The unexpected effects of relativity on our perception of mass displacement, seem to have been misinterpreted by some as evidence that what we conceptualize as time can be literally distorted.  In fact, all relativity does is expose the distinction between concept and reality.  What theorists refer to as time-dilation is likely to become recognized as a bit of a misnomer just as “centrifugal force” came to be recognized as a misnomer or as a “fictitious force” based on a non-constant frame of reference.  In both cases, the observed effect is a result of simple inertia rather than something more exotic.   

The observation of relativity could be considered more analogous to the warming or cooling of a viscous liquid than of the distortion of a presumed “time continuum.” Just as molasses increasingly resists flow as it cools, so all mass increasingly resists reconfiguration as it nears a large gravity well or while moving at high velocity.  With molasses, it’s the liquid’s cohesion properties that change with temperature.  With mass, it’s its relative inertia that changes, thereby altering it’s displacement potential.  As it’s inertia increases, so does it’s resistance to the changes that we experience and recall as the passage of time.   
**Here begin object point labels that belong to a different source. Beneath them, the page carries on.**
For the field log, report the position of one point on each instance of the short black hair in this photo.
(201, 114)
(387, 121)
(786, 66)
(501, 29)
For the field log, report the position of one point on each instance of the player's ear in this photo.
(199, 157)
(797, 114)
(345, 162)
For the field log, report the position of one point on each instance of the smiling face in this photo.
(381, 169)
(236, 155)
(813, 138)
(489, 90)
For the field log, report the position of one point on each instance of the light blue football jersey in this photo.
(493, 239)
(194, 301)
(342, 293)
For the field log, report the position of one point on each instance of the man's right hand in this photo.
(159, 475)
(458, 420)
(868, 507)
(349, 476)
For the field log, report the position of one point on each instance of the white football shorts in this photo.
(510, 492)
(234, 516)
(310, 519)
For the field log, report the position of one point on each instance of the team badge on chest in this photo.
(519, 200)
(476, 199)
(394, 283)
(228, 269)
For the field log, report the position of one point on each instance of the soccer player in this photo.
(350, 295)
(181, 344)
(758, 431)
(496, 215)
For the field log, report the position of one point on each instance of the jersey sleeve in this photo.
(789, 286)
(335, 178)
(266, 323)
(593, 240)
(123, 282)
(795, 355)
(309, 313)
If we were to devise a clock that used a viscous liquid to regulate it’s pace, it would run at different, but predictable, rates depending on the temperature.  If we knew the warmed clock was running at 125% the pace of a room-temperature clock, we could still use it to tell “real” time by doing the math.  This is essentially what has been done with GPS systems to make precise positioning calculations possible.  The clocks on the satellites run faster than the clocks on the receivers because their greater distance from the earth’s center of gravity increases their relative displacement potential by decreasing their relative inertia.   Because Einstein’s formulas make that variance predictable, the positioning calculations are still possible with the addition of some E=mc2 math.